Model fitting is done with the MCMC algorithm described in the Section 3.2, based on 50,000 iterations in total. The first 10,000 samples are burned in, and only every 20th value is taken for our inference as to reduce dependence. After this burn-in process, the mixing of MCMC samples looks pretty good, and the trace plots of MCMC samples of parameters are convergent.

In Figure 2, we display results of 4 represented individuals among the 10 simulated individuals in the example. Those four individuals have noticeable differences in the shape of their corresponding trajectories. The growth curve for the first subject is steadily increasing without obvious transition. While for the second individual in Figure 2, he or she has obvious turning points. He or she grows slowly during the initial period, then rapidly grows in the middle and reaches the plateaus in the end. For third and sixth subjects in Figure 2, they have similar phenomena as the second individual but with different lengths of the three stages in the study.

Figure 2.

The estimation of latent trajectories for the first, second, third, and sixth subjects. (A) First individual. (B) Second individual. (C) Third individual. (D) Sixth individual.

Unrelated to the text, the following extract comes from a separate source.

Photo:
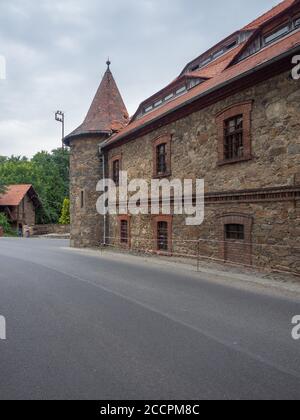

In each subfigure of Figure 2, the dash line represents the true underlying function $f_{i} (\cdot)$ , the bullet dots are simulated values of $θ_{i, j}$ ’s for $j = 1, \dots, T_{i}$ , and the star dotted line is the estimate of posterior median of $f_{i} (\cdot)$ , along with the solid lines representing the corresponding 2.5% and 97.5% credible bands. We could see that the fitted trajectory captures the trend pretty well even though the number of different test date is comparatively small, that is, 60. Simulations for larger sample sizes have been tested, and the results were generally better. Those results are not addressed here as to save the space.

We also calculate the posterior estimates of all other unknowns. The posterior median of $ϕ^{- 1 / 2}$ is 0.0561, with a 95% credible interval (CI) being [0.0491, 0.0634], where the true value of $ϕ^{- 1 / 2}$ (i.e., 0.05) is included. The posterior median as well as 95% CIs of other parameters are displayed in Figures 3 and 4. We could see that their respective true values, which are marked by cross, are all included in the 95% CIs.

Figure 3.

Posterior median and 95% CIs of $τ_{i}$ ’s in the mixture of two-sided power function based simulation.

Figure 4.

The results of posterior median and 95% CIs of $β_{i, 0}$ ’s and $β_{i, 1}$ ’s in the mixture of two-sided power function based simulation.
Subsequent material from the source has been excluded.